Sarkozy has bad day: big strike and divorce

Geraldine Baum Los Angeles Times

PARIS – On the same day that a massive strike crippled public transportation here, President Nicolas Sarkozy and his wife, Cecilia, announced the end of their marriage.

On both fronts, the president remained silent Thursday.

Of the one-day strike challenging Sarkozy’s plan to reform France’s public sector, Sarkozy had no comment as he left for a European Union meeting in Lisbon, Portugal. Of his plans to divorce, he spoke only through official papers, released twice by the Elysee Palace, saying there would be no comment.

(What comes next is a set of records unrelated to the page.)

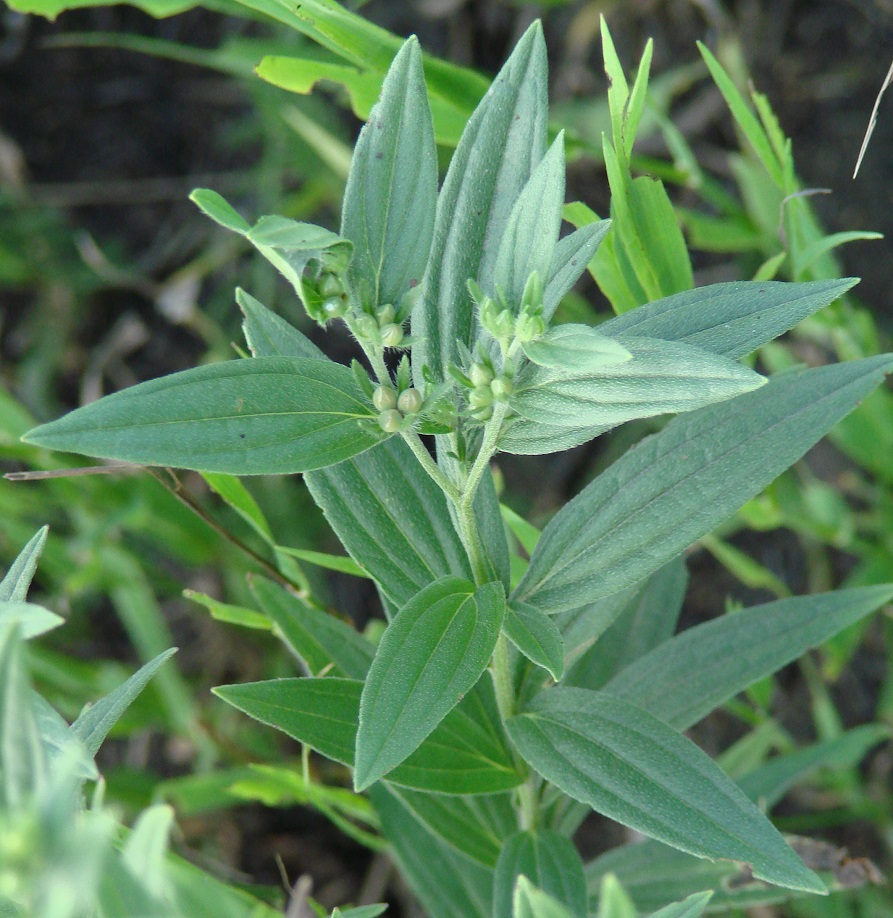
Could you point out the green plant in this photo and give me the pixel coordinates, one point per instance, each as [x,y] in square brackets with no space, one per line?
[471,723]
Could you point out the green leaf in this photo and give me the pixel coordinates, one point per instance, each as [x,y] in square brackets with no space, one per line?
[431,654]
[684,679]
[677,485]
[34,620]
[729,319]
[475,826]
[466,754]
[93,725]
[266,416]
[14,586]
[575,348]
[391,193]
[551,863]
[635,769]
[391,518]
[504,141]
[268,335]
[536,636]
[661,377]
[528,241]
[448,884]
[322,641]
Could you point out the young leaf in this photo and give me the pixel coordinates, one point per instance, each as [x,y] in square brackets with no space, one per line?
[551,863]
[14,586]
[93,725]
[662,377]
[503,142]
[536,636]
[731,319]
[391,518]
[391,193]
[635,769]
[685,678]
[431,654]
[679,484]
[266,416]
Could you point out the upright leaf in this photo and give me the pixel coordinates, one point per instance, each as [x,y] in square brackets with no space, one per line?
[266,416]
[432,653]
[502,144]
[631,767]
[679,484]
[391,193]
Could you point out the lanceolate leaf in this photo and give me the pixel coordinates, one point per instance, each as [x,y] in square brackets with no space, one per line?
[504,141]
[662,377]
[432,653]
[682,482]
[685,678]
[466,754]
[266,416]
[631,767]
[391,192]
[730,319]
[392,519]
[551,863]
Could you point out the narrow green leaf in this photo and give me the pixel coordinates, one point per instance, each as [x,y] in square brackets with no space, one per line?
[662,377]
[94,723]
[466,754]
[322,641]
[269,335]
[391,518]
[502,144]
[731,319]
[431,654]
[391,193]
[536,636]
[682,482]
[631,767]
[14,586]
[266,416]
[683,679]
[551,863]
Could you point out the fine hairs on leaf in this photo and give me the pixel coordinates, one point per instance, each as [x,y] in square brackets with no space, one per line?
[520,679]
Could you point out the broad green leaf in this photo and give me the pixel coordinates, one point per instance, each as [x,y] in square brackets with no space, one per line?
[447,884]
[431,654]
[391,518]
[572,254]
[662,377]
[576,348]
[268,335]
[93,725]
[635,769]
[731,319]
[466,754]
[391,193]
[684,679]
[528,241]
[675,486]
[322,641]
[14,586]
[34,620]
[551,863]
[474,826]
[266,416]
[536,636]
[504,141]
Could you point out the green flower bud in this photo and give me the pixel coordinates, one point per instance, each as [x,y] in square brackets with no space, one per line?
[390,421]
[384,399]
[410,401]
[391,335]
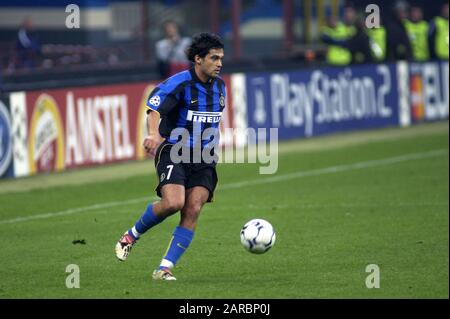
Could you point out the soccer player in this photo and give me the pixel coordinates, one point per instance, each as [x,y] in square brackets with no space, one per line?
[190,102]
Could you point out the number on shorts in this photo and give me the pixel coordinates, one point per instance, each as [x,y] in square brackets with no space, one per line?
[170,167]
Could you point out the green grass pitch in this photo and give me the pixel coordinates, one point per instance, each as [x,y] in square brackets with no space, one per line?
[338,203]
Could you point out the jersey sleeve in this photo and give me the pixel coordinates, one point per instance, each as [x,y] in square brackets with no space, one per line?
[163,99]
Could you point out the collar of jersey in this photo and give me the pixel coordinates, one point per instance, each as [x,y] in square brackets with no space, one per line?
[197,79]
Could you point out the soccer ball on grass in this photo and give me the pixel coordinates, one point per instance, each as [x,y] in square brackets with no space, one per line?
[258,236]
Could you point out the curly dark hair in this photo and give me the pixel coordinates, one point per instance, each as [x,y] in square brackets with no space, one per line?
[202,43]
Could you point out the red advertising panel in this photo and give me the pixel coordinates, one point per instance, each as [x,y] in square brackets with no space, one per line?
[78,127]
[84,126]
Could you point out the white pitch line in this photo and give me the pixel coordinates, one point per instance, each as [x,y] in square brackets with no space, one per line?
[264,180]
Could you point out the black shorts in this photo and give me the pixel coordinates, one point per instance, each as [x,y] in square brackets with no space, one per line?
[186,174]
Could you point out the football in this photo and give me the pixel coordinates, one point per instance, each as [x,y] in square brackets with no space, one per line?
[258,236]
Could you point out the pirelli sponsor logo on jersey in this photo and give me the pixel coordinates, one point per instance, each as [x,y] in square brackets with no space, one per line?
[204,117]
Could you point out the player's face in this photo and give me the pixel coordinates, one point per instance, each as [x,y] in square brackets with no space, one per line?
[211,64]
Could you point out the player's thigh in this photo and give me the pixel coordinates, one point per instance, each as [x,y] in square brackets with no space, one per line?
[173,195]
[205,176]
[196,197]
[169,173]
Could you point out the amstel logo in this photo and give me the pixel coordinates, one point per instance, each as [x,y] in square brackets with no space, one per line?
[141,125]
[46,139]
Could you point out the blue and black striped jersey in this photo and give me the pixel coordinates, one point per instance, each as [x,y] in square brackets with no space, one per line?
[184,101]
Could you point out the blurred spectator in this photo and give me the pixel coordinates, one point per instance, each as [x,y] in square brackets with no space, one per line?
[336,34]
[377,40]
[28,48]
[359,44]
[438,35]
[170,51]
[398,45]
[417,30]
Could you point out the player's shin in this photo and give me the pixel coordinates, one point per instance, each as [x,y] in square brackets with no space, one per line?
[145,222]
[181,240]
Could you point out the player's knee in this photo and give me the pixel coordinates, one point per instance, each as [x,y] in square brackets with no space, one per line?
[193,207]
[173,205]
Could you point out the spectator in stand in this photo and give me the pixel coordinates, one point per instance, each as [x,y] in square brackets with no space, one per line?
[170,51]
[398,45]
[28,48]
[417,30]
[336,35]
[359,44]
[438,35]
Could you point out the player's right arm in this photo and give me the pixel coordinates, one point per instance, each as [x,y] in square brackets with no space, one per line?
[153,139]
[162,100]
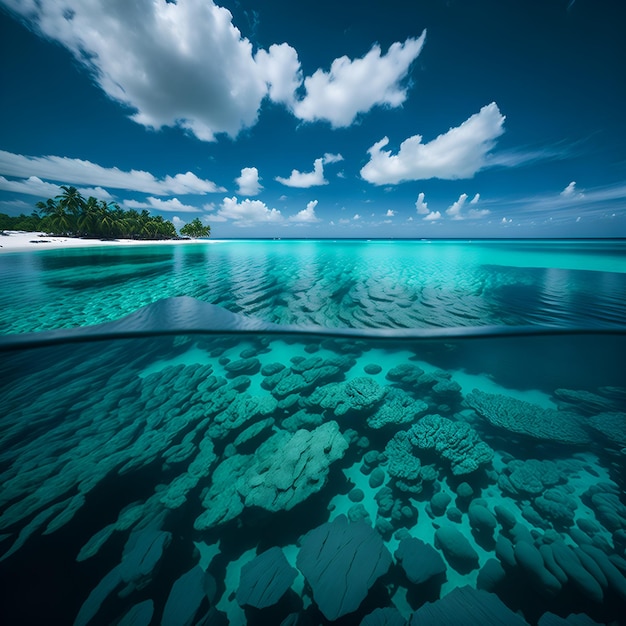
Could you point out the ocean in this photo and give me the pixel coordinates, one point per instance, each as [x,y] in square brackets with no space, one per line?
[314,432]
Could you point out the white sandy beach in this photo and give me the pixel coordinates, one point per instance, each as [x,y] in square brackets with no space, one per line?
[20,241]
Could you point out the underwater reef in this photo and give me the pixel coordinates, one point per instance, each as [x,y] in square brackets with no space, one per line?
[262,479]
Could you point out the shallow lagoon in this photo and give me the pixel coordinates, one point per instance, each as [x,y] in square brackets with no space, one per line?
[358,284]
[137,467]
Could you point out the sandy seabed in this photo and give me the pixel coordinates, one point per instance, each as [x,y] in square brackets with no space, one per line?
[20,241]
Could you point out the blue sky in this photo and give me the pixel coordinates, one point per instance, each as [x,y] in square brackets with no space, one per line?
[433,118]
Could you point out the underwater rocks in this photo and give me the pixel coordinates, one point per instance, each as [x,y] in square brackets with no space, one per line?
[477,608]
[186,598]
[456,548]
[399,408]
[341,560]
[456,442]
[158,446]
[611,425]
[141,555]
[528,419]
[284,471]
[420,561]
[358,395]
[265,579]
[529,477]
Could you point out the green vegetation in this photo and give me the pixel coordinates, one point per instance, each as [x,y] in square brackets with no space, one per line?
[69,214]
[195,229]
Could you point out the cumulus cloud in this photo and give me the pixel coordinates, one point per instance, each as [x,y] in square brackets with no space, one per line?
[173,204]
[305,180]
[280,69]
[421,206]
[185,64]
[34,186]
[432,216]
[248,183]
[455,210]
[173,63]
[352,87]
[247,212]
[315,178]
[78,171]
[332,158]
[458,153]
[306,215]
[571,192]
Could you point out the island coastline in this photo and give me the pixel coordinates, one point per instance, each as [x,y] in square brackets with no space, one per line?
[23,241]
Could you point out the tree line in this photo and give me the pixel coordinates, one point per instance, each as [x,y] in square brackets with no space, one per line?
[70,214]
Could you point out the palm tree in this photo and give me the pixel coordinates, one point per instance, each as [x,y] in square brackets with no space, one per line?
[73,203]
[87,220]
[106,220]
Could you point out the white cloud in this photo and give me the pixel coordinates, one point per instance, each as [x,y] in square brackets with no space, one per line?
[475,214]
[332,158]
[458,153]
[280,69]
[185,64]
[355,86]
[173,204]
[247,212]
[34,186]
[306,215]
[571,192]
[248,183]
[420,205]
[305,180]
[176,64]
[455,210]
[77,171]
[315,178]
[433,215]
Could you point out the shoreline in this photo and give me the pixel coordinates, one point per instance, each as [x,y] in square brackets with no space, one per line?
[22,241]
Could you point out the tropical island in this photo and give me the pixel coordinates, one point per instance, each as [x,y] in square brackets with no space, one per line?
[71,215]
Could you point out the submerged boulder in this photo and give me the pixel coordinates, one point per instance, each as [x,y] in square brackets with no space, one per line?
[457,549]
[528,419]
[467,606]
[341,560]
[265,579]
[420,561]
[457,442]
[284,471]
[289,468]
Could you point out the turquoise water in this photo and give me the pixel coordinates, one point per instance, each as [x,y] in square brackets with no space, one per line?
[357,284]
[385,469]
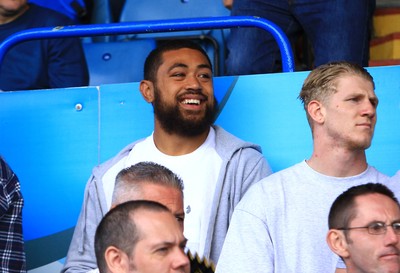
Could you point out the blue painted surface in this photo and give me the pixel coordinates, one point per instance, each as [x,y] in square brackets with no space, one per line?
[52,146]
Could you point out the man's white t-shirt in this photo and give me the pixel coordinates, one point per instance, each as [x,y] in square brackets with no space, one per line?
[199,171]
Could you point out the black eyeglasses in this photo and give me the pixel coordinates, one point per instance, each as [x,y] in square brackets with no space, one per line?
[377,228]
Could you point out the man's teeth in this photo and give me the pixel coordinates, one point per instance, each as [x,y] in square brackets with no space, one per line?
[191,101]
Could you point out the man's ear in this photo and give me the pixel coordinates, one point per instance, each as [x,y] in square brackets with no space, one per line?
[117,261]
[337,243]
[147,90]
[316,111]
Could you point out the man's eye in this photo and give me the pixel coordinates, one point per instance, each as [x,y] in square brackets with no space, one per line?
[162,250]
[178,74]
[396,227]
[376,227]
[205,76]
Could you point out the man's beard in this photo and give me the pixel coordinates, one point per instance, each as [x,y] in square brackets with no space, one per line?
[174,122]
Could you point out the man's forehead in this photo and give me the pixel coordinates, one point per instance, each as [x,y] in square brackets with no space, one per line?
[373,204]
[183,55]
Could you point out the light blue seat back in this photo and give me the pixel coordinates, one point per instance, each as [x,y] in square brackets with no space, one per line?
[213,41]
[53,138]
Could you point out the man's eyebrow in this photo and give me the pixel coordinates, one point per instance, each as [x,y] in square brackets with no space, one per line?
[175,65]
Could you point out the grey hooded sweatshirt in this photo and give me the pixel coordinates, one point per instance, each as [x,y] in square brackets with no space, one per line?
[243,165]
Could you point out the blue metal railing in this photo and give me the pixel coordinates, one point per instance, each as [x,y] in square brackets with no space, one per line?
[156,26]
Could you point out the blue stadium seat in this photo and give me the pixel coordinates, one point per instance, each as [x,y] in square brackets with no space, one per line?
[213,41]
[117,62]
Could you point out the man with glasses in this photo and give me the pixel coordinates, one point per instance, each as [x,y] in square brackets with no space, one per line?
[364,229]
[278,225]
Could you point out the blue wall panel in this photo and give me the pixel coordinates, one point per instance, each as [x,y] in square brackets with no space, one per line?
[53,146]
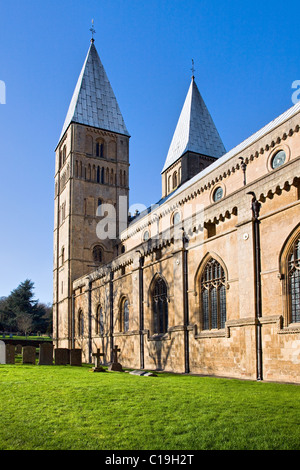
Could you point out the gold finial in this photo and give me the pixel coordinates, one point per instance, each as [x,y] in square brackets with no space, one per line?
[93,31]
[193,69]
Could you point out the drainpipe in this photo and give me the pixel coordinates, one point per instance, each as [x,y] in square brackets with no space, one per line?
[256,206]
[111,313]
[141,309]
[90,321]
[73,322]
[185,304]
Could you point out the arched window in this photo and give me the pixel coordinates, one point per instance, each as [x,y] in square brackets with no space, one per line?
[97,254]
[124,315]
[80,323]
[160,307]
[100,148]
[99,326]
[89,144]
[175,179]
[293,281]
[213,296]
[169,183]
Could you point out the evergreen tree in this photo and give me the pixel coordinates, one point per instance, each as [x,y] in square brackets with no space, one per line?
[21,311]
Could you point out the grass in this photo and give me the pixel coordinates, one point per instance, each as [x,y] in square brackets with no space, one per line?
[72,408]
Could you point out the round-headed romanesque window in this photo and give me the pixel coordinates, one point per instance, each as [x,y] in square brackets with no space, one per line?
[218,194]
[146,236]
[176,218]
[278,159]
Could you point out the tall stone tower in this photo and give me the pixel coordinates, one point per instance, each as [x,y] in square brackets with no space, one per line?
[91,170]
[195,145]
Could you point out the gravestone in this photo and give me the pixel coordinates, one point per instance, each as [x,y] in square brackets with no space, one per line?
[98,367]
[10,354]
[142,373]
[28,355]
[75,357]
[115,365]
[46,354]
[61,356]
[2,353]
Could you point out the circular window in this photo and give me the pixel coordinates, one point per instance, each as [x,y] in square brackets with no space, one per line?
[146,236]
[176,218]
[218,194]
[279,159]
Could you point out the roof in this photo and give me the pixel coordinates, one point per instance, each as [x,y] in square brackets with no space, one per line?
[290,113]
[195,131]
[94,103]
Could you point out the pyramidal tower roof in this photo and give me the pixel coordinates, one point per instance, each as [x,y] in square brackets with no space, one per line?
[195,131]
[94,103]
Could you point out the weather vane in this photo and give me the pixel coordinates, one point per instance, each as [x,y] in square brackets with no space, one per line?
[193,68]
[93,31]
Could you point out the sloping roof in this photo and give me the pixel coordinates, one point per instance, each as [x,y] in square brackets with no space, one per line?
[94,103]
[195,131]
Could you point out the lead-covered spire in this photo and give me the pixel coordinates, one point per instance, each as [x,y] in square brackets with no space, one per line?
[195,131]
[94,103]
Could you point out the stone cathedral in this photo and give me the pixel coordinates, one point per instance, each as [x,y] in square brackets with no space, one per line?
[206,281]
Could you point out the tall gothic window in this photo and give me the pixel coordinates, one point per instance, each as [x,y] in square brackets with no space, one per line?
[160,307]
[99,330]
[213,296]
[294,282]
[124,315]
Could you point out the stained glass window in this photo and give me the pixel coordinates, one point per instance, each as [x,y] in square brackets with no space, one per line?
[218,194]
[97,254]
[213,296]
[279,159]
[294,282]
[160,307]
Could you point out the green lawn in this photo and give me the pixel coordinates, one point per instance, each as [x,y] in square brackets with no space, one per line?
[63,407]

The Sarkozys had appeared before a judge Monday in the Paris suburb of Nanterre to ask for a divorce by “mutual agreement,” according to their lawyer, Michele Cahen, who told reporters that “Everything went well. … I was both of their lawyers, and I couldn’t have been if there had been a disagreement.”

There was, however, plenty of speculation about whether the Elysee had chosen the day of a long-planned challenge to Sarkozy’s presidency to confirm the breakup, diverting the media to the details of an imploding marriage.

Since Nicolas Sarkozy came into office six months ago, Cecilia Sarkozy, 49, has shown little interest in the job of first wife, appearing only sporadically at his side. But all day Thursday scenes from happier times in the 11-year marriage of the president and the former model streamed across the television news, relegating the headlines on the strike to the bottom of the screen. Footage of 20,000 union members marching on a sunny day from Paris’ famed Place de la Republique hardly turned up.